Plus at $1400 per exam it would be great revenue for them.
Just my thoughts,
Ian
www.ccie4u.com
-----Original Message-----
From: nobody@groupstudy.com [mailto:nobody@groupstudy.com] On Behalf Of nrf
Sent: Sunday, October 14, 2007 2:32 AM
To: Guyler, Rik; 'Gary Duncanson'
Cc: Scott Morris; ccielab@groupstudy.com; Darby Weaver; Usankin, Andrew;
Rahmlow, Howard F.; sheherezada@gmail.com; Burkett, Michael; Brad Ellis;
cheffner@certified-labs.com; Brian Dennis; security@groupstudy.com;
comserv@groupstudy.com; Eric Dobyns
Subject: Re: CCIE Lab Price Increase
----- Original Message -----
From: "Guyler, Rik" <rguyler@shp-dayton.org>
To: "'Gary Duncanson'" <gary.duncanson@googlemail.com>; "nrf"
<noglikirf@hotmail.com>
Cc: "Scott Morris" <smorris@ipexpert.com>; <ccielab@groupstudy.com>; "Darby
Weaver" <darbyweaver@yahoo.com>; "Usankin, Andrew"

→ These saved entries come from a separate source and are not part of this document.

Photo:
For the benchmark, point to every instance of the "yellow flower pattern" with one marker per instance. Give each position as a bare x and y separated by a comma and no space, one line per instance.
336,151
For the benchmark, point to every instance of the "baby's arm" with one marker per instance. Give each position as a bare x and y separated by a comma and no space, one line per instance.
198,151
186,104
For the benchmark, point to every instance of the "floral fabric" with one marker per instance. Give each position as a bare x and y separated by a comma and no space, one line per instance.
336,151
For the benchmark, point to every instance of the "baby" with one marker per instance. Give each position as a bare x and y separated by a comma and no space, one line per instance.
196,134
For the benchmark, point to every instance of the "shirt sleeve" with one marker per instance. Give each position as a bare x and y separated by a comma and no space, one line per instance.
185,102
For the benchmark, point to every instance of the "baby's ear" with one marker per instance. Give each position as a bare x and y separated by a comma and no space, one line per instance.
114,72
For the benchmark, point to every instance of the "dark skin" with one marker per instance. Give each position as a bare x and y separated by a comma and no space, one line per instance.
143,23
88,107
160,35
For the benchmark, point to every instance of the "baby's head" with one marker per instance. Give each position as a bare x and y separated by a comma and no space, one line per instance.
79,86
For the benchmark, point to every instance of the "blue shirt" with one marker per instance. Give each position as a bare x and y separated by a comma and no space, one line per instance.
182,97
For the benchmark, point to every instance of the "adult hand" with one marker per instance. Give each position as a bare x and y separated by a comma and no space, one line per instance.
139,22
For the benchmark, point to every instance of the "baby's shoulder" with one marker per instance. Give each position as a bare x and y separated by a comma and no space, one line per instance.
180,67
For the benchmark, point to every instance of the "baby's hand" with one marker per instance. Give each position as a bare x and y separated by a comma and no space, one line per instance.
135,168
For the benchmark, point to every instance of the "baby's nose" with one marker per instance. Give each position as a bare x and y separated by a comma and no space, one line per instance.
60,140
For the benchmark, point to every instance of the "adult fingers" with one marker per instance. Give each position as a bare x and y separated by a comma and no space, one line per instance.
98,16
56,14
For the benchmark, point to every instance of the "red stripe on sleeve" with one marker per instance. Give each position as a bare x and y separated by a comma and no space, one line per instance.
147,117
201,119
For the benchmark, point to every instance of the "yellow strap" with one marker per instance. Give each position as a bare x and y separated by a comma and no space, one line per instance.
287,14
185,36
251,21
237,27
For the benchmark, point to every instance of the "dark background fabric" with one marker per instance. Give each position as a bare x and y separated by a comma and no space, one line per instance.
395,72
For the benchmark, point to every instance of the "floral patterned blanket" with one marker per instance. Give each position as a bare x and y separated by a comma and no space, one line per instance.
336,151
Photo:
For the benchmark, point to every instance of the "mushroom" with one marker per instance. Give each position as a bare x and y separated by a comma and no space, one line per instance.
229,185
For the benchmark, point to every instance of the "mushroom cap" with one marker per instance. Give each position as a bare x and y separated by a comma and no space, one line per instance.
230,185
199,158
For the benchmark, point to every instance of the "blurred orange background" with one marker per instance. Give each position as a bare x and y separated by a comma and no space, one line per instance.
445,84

<Andrew.Usankin@twtelecom.com>; "Rahmlow, Howard F."
<Howard.F.Rahmlow@unisys.com>; <sheherezada@gmail.com>; "Burkett, Michael"
<Michael.Burkett@c-a-m.com>; "Brad Ellis" <brad@ccbootcamp.com>;
<cheffner@certified-labs.com>; "Brian Dennis"
<bdennis@internetworkexpert.com>; <security@groupstudy.com>;
<comserv@groupstudy.com>; "Eric Dobyns" <eric_dobyns@yahoo.com>
Sent: Friday, October 12, 2007 12:26 PM
Subject: RE: CCIE Lab Price Increase
> Great story Gary and describes very closely what I went through during my
> first two attempts. In fact, I told my employer (who paid for both labs)
> that I wasn't ready for my first one and wanted to reschedule and my boss
> told me to just go take it for the experience. Let he who is without sin
> cast the first stone. Let he who is without lab experience STFU about how
> we should change the way we do lab business.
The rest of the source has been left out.